Short Frequent Haemodialysis at Home and Loss of Residual Renal Function

Session Information

Category: Dialysis

  • 701 Dialysis: Hemodialysis and Frequent Dialysis

Authors

  • Beckwith, Hannah K.S., Lister Hospital, Stevenage, United Kingdom
  • Kaja kamal, Raja mohammed, Lister Hospital, Stevenage, United Kingdom
  • Greenwood, Roger N., Lister Hospital, Stevenage, United Kingdom
  • Farrington, Ken, Lister Hospital, Stevenage, United Kingdom
  • Vilar, Enric, Lister Hospital, Stevenage, United Kingdom
Background

The importance of preserving residual renal function (RRF) in dialysis patients has long been recognised with benefits in survival, nutrition and biochemical parameters. Frequent nocturnal haemodialysis (FNH) may accelerate loss of RRF but effects of short frequent haemodialysis (SFHD) are less clear. We studied rate of loss of RRF in our cohort of home SFHD patients, comparing to matched thrice-weekly in-centre haemodialysis (ICHD) patients.

Methods

We identified 2 cohorts of patients at our centre both of whom had intermittent measures of residual renal urea clearance (KrU). The SFHD cohort comprised patients initiating SFHD at home between 2009-2017. A separate control historical cohort of ICHD patients was used of those commencing dialysis 1989-2009.
Vintage from time of HD initiation was calculated for the SFHD cohort. Each patient was matched against 3 patients in the ICHD control cohort for KrU (±0.5ml/min) at the equivalent vintage (±6 months). Only KrU data after SFHD initiation was used in the SFHD cohort, and from the equivalent vintage time in matched controls. We compared trajectories of KrU decline in both cohorts, correcting for potential confounding variables.

Results

1073 patients were in the control cohort and 84 patients in the SFHD cohort. 24 patients on SFHD had ≥2 KrU measures following initiation but only 22 patients could be matched with 66 control patients according to the above criteria. KrU at SFHD initiation was 2.3ml/min(IQR 1.3-5.4) in the SFHD group and 1.7(IQR 1.0-4.9) in the control group,p=0.25.
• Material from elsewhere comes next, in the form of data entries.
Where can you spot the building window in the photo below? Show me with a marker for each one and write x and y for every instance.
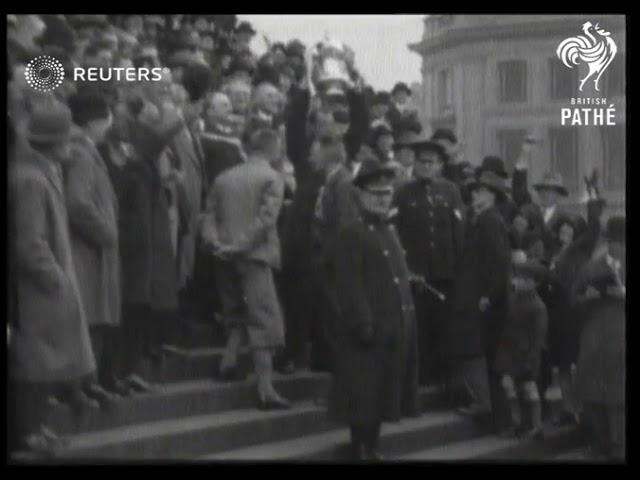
(613, 78)
(444, 92)
(564, 81)
(614, 161)
(564, 155)
(510, 145)
(513, 81)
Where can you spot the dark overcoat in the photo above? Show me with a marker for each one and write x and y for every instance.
(50, 341)
(601, 364)
(93, 223)
(429, 223)
(483, 272)
(373, 382)
(523, 337)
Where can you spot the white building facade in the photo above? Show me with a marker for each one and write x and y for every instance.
(493, 79)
Patients in the SFHD group were younger than control patients at the equivalent vintage time (50±SD17 v 64±SD14 years,p<0.001). There was no significant difference in frequency of diabetes, cardiac disease, peripheral vascular disease or gender between SFHD and control ICHD patients.

Slope of decline in kidney function was -0.8ml/min/yr(IQR -1.8 to 0.1) in the SFHD group and -0.5(IQR -1.2 to -0.1) in the ICHD control group(p=0.60). Using multiple linear regression to determine predictors of slope of decline in KrU, neither group (SFHD or ICHD) nor age or gender were independent predictors of KrU slope.

Conclusion

We did not find evidence that SFHD at home was associated with an increased rate of decline in RRF. Patients with RRF on home HD might benefit from SFHD rather than FNH, but this needs further exploration.